バサッバサッと大きな羽ばたく音が聞こえた。
「キートアル。その剣を下ろせ。その馬鹿は私の友人だ。それに、その女性はお前の義理の妹だぞ。傷を負わせば、奥方に大目玉を食らうだけでは済まんのではないか」
ブルーリーの背中から、ヒルートが叫んだ。剣を下ろし、ブルーリーに乗ったヒルートを、男は食い入るように見つめた後、ゆっくりと振り返り、リクとレインを交互に見た目は、驚きに見開かれていた。
リクが眉を片方だけ上げて、ヒルートを真似た。
「奥方に大目玉を食らうだけでは済まんのではないか、だって。
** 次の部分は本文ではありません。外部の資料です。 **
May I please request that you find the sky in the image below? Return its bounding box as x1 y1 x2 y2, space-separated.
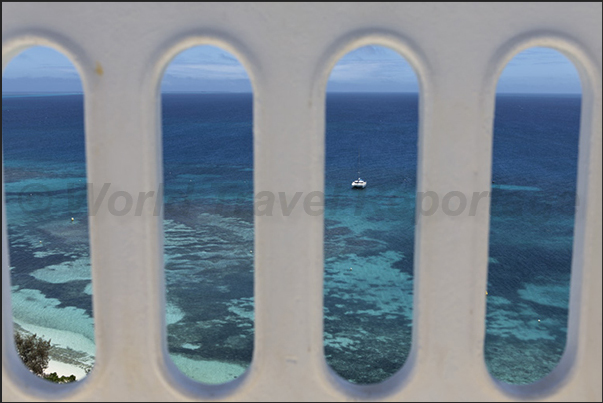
2 46 581 94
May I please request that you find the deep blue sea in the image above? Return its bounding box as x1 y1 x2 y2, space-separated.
2 93 580 384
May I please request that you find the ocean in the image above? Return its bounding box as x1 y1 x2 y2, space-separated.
2 93 580 384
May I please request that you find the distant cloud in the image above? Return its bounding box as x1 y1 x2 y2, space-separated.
2 45 581 93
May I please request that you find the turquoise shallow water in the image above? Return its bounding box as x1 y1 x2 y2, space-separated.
3 94 580 383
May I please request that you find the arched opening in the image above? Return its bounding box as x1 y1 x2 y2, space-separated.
2 46 95 383
161 46 254 384
484 48 581 384
324 46 419 384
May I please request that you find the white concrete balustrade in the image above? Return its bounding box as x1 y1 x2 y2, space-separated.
2 2 602 401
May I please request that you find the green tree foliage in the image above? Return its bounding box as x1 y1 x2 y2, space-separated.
15 333 51 376
44 372 75 383
15 332 75 383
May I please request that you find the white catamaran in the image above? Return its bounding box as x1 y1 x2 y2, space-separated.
352 149 366 189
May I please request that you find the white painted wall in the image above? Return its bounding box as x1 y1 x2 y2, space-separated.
2 3 602 401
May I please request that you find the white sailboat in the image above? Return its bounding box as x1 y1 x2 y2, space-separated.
352 149 366 189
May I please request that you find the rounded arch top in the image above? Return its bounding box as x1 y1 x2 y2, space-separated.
2 30 95 94
483 32 601 97
145 33 263 95
312 29 432 96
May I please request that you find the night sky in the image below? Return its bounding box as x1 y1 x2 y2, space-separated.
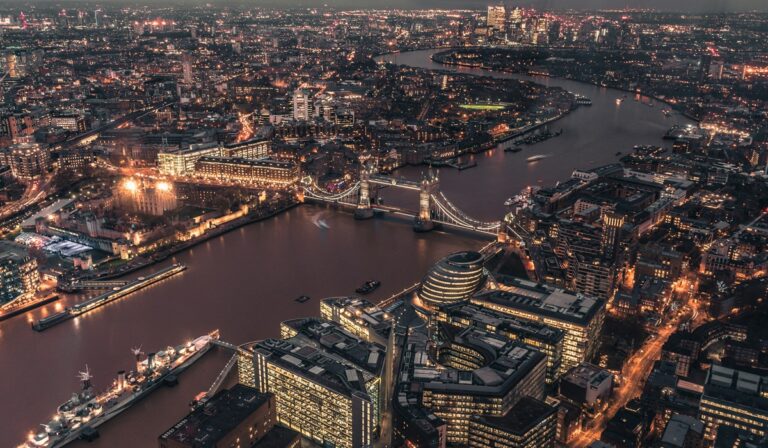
225 0 768 12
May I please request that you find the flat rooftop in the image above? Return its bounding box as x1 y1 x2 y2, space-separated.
472 397 557 435
160 384 271 448
471 278 605 326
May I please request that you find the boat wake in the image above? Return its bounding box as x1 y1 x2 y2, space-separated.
312 213 331 230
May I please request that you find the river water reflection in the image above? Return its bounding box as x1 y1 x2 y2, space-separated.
0 47 686 448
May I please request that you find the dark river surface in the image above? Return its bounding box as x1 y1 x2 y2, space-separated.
0 51 687 448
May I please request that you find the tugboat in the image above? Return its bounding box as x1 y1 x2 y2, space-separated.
19 330 219 448
355 280 381 294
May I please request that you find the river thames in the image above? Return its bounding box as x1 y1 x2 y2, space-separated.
0 47 688 448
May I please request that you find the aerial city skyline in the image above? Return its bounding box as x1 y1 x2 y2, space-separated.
0 0 768 448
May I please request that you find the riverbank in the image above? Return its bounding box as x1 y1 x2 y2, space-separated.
430 47 701 123
87 202 300 280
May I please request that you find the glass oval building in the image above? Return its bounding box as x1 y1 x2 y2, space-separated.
418 252 485 305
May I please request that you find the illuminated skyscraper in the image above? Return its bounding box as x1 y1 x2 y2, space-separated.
486 6 507 34
472 279 605 372
238 319 385 448
418 252 484 306
293 89 312 121
11 143 51 181
0 243 40 305
181 53 194 84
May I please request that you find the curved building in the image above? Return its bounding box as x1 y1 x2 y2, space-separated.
418 252 484 305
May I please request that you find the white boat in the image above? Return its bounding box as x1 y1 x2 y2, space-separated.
19 330 219 448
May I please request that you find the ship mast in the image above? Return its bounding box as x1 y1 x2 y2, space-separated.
77 364 93 390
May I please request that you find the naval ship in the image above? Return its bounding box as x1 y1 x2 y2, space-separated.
19 330 219 448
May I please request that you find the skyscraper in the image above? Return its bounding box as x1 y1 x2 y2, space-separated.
181 53 194 84
0 243 40 305
486 6 507 34
293 89 312 121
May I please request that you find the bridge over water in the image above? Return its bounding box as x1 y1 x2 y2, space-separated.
302 168 505 238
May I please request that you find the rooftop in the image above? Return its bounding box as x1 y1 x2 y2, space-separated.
471 278 605 325
160 384 271 448
473 397 557 435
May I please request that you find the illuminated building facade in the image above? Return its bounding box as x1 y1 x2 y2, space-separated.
293 89 312 121
420 328 546 446
157 144 221 176
418 252 485 306
50 112 86 132
320 297 392 346
10 143 51 181
158 384 300 448
0 246 40 305
699 365 768 441
467 397 557 448
471 279 605 373
486 6 507 33
195 156 299 185
435 304 565 384
220 139 272 159
238 319 384 448
560 363 613 406
117 179 178 216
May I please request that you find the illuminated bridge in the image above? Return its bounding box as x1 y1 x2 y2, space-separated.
302 168 504 237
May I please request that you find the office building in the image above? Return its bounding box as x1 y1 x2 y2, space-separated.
320 297 393 346
418 252 485 307
158 384 300 448
471 278 605 373
560 364 613 407
486 6 507 34
0 243 40 305
157 143 221 176
116 178 178 216
293 89 312 121
699 364 768 441
659 414 704 448
420 328 546 445
435 303 565 384
181 53 194 85
238 319 384 448
467 397 557 448
219 138 272 159
49 111 86 132
10 143 51 181
195 156 299 185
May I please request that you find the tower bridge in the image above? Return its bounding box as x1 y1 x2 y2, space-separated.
302 168 506 237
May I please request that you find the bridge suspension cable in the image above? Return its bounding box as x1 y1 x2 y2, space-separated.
431 191 501 232
304 181 360 202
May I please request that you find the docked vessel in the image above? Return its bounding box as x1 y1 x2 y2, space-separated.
525 154 547 163
19 330 219 448
32 263 187 331
355 280 381 294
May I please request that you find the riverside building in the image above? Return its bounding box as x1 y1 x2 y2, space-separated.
238 319 385 448
471 279 605 374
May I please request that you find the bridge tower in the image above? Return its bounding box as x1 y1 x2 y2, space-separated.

あんたヒルートの弟のキートアルなんだ。やっぱ兄弟、似てるわぁ。スカイとタカほどじゃねーけどナ。って兄ちゃんの弟は俺か、あんま似てねーや」
キートアルの目が、一段と大きくなった。
「まさか……スカイもいるのか」
リクがニーッと笑って、レインも一気に緊張が解けたようにクスクス笑っている。
「あんた、スカイの婚約者を強奪したヤローだろ。怒りに燃えてるスカイが、あっちで待ってるんじゃねーか」
キートアルの顔が、強張っていくのを、リクは笑い転げて見ていた。レインは、リクを止めながら自らも笑っていた。まるで、何かを忘れようとするかの様に、二人は笑い続けた。
キートアルの顔は真っ赤になって、怒りを爆発させる寸前の様だ。
「何が可笑しい! それ以上侮辱するなら、兄上の友人であっても容赦はせんぞ!」
再び剣を向けられて、リクとレインは笑うのをピタリと止めた。その時、キートアルの後ろから、数名の男が姿を現した。男達は、森の中を走ってくる物音の方へ剣を構えた。
キートアルを見上げて、リクが呟いた。
「スカイが来た」
真っ赤だったキートアルの顔から、血の気が引いていくのがはっきりと分かった。